Başka bir ülkede yaşıyor olsaydın mizahına bu kadar malzeme bulabilir miydin?
Benim politik bir tarzım var. Politik olarak farklı kamplara ayrılmış bir ülke olduğumuz için her bloğun, kampın kendi şakası ve güleceği şeyler başka olabiliyor. Aslında bu durum da konu açısından çeşitlilik sağlıyor. Başka bir ülkede bu kadar malzeme bulabilir miydim bilemiyorum.

Neden sahnedesin ve neden mizah yapıyorsun?

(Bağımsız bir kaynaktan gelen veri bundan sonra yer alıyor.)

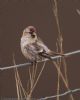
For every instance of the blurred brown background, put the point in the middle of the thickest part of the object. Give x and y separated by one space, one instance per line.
15 15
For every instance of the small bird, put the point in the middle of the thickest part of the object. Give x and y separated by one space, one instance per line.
32 46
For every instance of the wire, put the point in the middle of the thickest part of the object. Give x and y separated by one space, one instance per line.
63 94
27 64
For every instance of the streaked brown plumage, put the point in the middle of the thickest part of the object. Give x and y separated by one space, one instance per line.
32 46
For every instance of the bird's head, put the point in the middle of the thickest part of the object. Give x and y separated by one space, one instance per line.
30 32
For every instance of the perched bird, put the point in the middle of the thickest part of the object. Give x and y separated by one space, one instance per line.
32 46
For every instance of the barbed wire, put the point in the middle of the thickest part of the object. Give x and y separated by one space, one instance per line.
27 64
62 94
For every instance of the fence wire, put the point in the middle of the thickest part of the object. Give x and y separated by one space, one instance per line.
63 94
55 57
27 64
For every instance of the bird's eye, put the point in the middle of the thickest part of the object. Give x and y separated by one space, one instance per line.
31 32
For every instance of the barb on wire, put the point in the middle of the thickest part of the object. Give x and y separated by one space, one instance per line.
62 94
26 64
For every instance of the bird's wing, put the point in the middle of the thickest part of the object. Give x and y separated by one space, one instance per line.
33 48
41 44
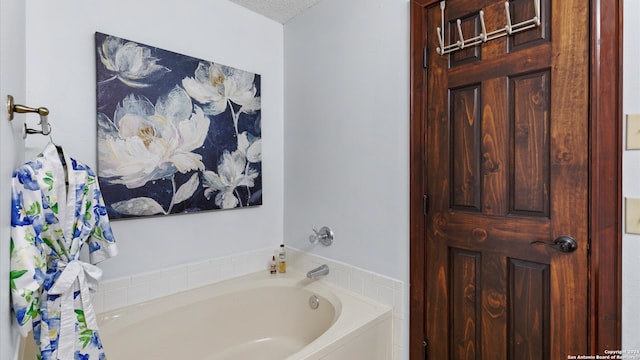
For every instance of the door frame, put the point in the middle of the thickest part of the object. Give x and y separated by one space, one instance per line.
605 177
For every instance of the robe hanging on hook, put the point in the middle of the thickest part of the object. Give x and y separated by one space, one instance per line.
484 36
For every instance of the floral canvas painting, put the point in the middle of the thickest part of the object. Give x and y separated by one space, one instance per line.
176 134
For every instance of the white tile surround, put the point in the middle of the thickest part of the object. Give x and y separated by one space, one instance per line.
135 289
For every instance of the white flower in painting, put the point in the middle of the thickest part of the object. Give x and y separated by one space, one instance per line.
131 63
147 142
216 85
232 173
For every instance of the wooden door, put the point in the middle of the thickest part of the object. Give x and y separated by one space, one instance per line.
506 175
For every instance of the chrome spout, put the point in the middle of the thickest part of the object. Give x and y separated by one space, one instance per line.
319 271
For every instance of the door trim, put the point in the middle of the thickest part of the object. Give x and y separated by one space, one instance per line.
605 180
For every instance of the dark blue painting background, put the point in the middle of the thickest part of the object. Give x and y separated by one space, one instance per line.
220 137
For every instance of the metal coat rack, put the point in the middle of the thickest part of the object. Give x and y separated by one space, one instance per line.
485 36
45 127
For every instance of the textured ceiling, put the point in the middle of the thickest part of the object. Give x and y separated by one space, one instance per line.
278 10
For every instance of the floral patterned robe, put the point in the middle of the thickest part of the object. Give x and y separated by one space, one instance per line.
50 223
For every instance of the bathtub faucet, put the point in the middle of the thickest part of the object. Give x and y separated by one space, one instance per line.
319 271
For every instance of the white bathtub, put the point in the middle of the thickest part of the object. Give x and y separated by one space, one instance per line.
259 316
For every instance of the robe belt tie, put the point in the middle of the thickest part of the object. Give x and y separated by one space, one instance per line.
76 275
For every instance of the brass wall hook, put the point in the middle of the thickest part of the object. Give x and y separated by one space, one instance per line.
21 109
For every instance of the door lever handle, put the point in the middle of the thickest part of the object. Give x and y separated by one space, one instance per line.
564 243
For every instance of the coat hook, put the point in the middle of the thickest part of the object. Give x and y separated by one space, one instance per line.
461 41
537 10
21 109
509 28
484 28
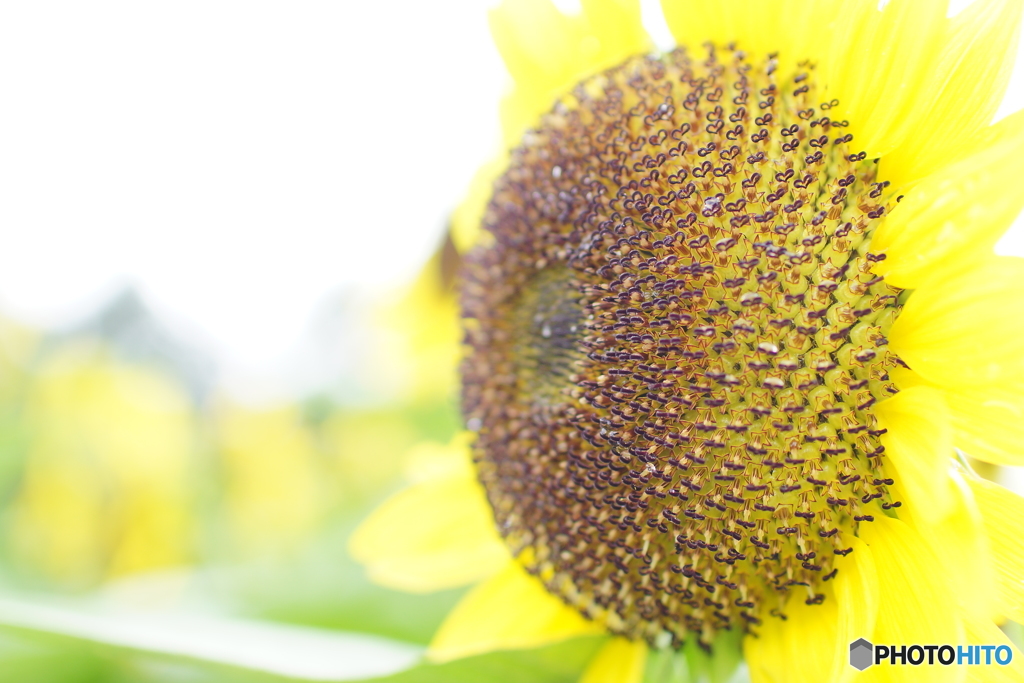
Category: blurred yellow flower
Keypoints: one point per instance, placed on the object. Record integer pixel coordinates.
(107, 484)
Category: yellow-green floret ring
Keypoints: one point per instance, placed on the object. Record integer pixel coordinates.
(676, 341)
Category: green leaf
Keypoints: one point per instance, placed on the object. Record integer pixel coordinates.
(272, 648)
(45, 642)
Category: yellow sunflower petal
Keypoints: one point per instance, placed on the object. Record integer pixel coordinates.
(800, 648)
(960, 543)
(795, 30)
(919, 445)
(882, 68)
(952, 218)
(810, 643)
(439, 534)
(856, 591)
(511, 610)
(548, 52)
(466, 219)
(913, 598)
(989, 421)
(620, 660)
(1003, 514)
(974, 70)
(961, 331)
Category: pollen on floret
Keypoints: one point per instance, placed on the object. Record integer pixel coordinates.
(675, 342)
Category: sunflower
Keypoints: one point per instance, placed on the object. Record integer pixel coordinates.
(731, 323)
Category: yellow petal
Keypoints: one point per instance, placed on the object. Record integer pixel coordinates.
(960, 543)
(856, 591)
(1003, 514)
(974, 71)
(796, 30)
(512, 610)
(620, 660)
(800, 648)
(919, 445)
(548, 52)
(439, 534)
(965, 329)
(989, 421)
(951, 219)
(811, 643)
(882, 68)
(913, 598)
(467, 219)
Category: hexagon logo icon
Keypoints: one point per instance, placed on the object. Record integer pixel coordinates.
(861, 654)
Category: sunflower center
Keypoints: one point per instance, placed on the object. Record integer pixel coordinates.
(675, 343)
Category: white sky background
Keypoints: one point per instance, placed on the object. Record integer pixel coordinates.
(238, 162)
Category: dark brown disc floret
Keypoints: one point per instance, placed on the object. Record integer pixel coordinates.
(675, 342)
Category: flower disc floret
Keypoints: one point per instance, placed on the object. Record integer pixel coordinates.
(676, 341)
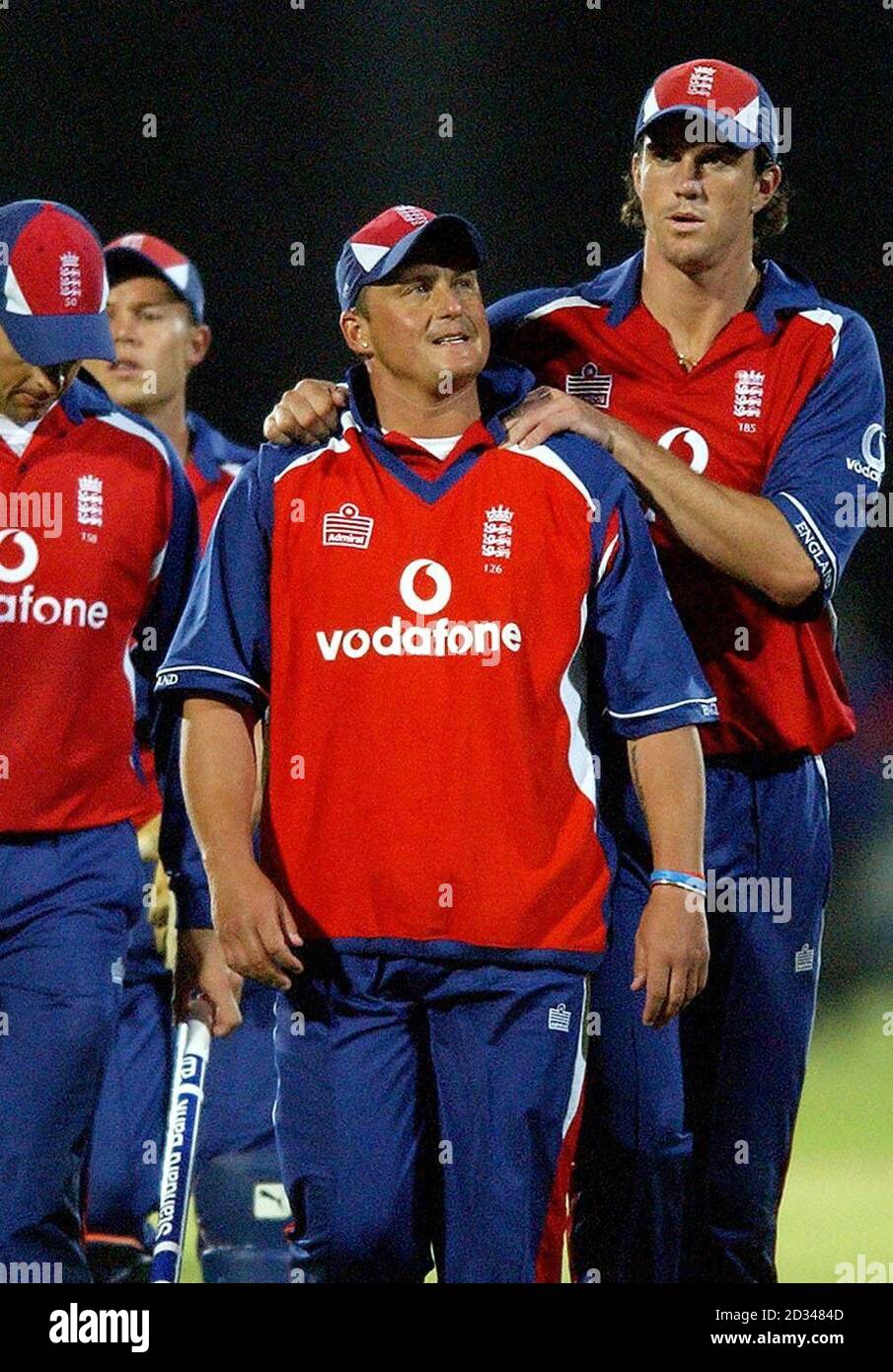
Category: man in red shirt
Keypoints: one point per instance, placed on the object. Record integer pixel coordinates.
(746, 409)
(157, 313)
(98, 542)
(443, 625)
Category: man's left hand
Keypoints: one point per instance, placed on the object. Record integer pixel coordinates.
(546, 412)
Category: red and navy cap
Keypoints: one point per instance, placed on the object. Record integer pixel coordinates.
(382, 245)
(730, 99)
(53, 284)
(141, 254)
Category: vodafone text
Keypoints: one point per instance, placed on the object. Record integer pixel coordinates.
(438, 639)
(18, 563)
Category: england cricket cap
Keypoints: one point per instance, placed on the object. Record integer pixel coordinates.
(373, 252)
(141, 254)
(730, 99)
(53, 284)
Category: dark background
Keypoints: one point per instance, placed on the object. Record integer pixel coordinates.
(280, 125)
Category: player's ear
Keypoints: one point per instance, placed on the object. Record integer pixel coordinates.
(197, 343)
(355, 331)
(635, 172)
(765, 187)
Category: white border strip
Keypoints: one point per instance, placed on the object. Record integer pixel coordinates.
(215, 671)
(566, 302)
(818, 534)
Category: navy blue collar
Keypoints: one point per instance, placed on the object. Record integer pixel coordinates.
(80, 401)
(209, 447)
(501, 386)
(782, 291)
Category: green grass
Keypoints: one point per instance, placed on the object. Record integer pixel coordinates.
(837, 1202)
(839, 1196)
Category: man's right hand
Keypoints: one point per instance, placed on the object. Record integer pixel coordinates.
(256, 926)
(306, 415)
(202, 970)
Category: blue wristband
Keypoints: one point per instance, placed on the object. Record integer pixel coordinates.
(686, 879)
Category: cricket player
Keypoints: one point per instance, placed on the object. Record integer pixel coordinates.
(742, 404)
(157, 316)
(442, 625)
(98, 544)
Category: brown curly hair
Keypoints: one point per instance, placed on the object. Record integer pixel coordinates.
(770, 221)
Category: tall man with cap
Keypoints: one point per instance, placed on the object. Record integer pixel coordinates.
(97, 555)
(439, 622)
(741, 402)
(157, 316)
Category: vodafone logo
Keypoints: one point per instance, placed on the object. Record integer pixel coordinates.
(28, 555)
(872, 458)
(425, 587)
(442, 586)
(28, 608)
(695, 442)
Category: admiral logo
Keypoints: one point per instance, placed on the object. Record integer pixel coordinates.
(590, 384)
(559, 1019)
(440, 639)
(28, 608)
(804, 959)
(872, 454)
(347, 527)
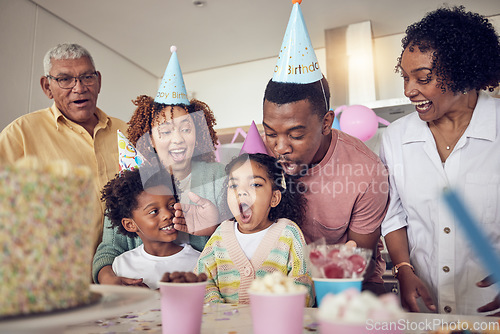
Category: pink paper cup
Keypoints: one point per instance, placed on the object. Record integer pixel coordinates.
(277, 313)
(182, 307)
(323, 286)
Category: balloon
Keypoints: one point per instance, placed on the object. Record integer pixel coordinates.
(359, 121)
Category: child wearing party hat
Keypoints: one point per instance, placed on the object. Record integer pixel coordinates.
(262, 236)
(347, 184)
(172, 133)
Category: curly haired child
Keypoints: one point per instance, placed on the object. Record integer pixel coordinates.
(262, 236)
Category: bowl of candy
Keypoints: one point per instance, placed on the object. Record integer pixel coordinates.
(336, 268)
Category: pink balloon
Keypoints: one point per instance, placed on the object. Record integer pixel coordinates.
(358, 121)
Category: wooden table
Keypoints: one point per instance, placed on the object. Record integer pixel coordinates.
(137, 310)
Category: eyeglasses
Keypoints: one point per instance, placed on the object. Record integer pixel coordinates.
(70, 82)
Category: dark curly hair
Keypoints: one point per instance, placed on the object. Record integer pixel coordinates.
(120, 195)
(292, 204)
(148, 113)
(317, 93)
(464, 45)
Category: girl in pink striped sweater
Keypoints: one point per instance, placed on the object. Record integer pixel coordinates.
(262, 237)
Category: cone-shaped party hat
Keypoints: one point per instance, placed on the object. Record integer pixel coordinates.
(253, 142)
(172, 89)
(297, 62)
(129, 157)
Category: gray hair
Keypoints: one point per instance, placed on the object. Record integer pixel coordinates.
(65, 51)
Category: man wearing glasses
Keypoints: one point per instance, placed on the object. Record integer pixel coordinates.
(73, 129)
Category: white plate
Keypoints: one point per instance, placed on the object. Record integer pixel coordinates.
(115, 300)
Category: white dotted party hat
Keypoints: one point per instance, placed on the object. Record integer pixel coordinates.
(172, 89)
(297, 62)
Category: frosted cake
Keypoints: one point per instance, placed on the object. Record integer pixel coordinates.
(45, 237)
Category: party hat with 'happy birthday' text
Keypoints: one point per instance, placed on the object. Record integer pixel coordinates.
(253, 142)
(172, 89)
(297, 62)
(129, 157)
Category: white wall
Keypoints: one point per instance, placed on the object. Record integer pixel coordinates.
(236, 98)
(27, 32)
(233, 92)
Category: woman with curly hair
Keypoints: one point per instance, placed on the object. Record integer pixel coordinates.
(263, 235)
(453, 140)
(181, 139)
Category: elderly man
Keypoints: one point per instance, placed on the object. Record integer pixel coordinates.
(73, 128)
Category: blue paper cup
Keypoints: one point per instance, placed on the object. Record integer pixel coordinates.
(323, 286)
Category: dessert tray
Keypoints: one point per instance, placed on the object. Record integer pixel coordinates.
(107, 301)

Sevgi arsızı olarak tabir edilebilecek birisiyim. Eğer sahnede kendinizi sevdirmezseniz seyircinin gülmesi de pek mümkün olmuyor. Halkın sevgisini kazanmak benim için çok önemli ve arzuladığım da bir şey. Yani sınırlı bir kitlem olsun istemem, gönül ister ki herkese ulaşabileyim. Sahnemde ofansif ve siyasi mizah yapıyorum, bundan dolayı da fazlasıyla eleştiriliyorum. Kimseyi kırmadan, incitmeden mizah yapmak şu an ki toplum yapımızda pek de mümkün gözükmüyor. Şakalarıma toplumun bir kısmı mutlaka alınıyor ve tepki gösteriyor. Bu durumda da herkesin sevgisini kazanayım mottosuyla çıktığım yoldan tarzımı beğenen gelsin noktasına kaymaya başladığımı söyleyebilirim. Sahnede olmayı çok seviyorum. Arkadaş ortamında da iş hayatımda da her fırsatta şaka yapan, insanları güldürmeye çalışan birisiydim. Şu an doğru yerde olduğumu söyleyebilirim. Umarım hayatım boyunca komedyenlik ve mizahla yaşarım.

Umutlu musunuz?
Umutlu olduğumu söyleyebilirim. Eğer bu soruyu bana üç-dört sene önce sorsaydınız farklı bir cevap verirdim. Şu an 32 yaşındayım ve bazı şeylerin değişmeyeceğini kabul ettim. Bu ülkede görevim, her dönemde o anki meseleye dair mizah yapmak. Enseyi karartmamak lazım, çünkü her şey hızla değişebilir. Geçmişte çok umutsuz olduğum dönemler oldu ama hayat her an tersine dönebilir. Umut etmekten vazgeçmemek gerek.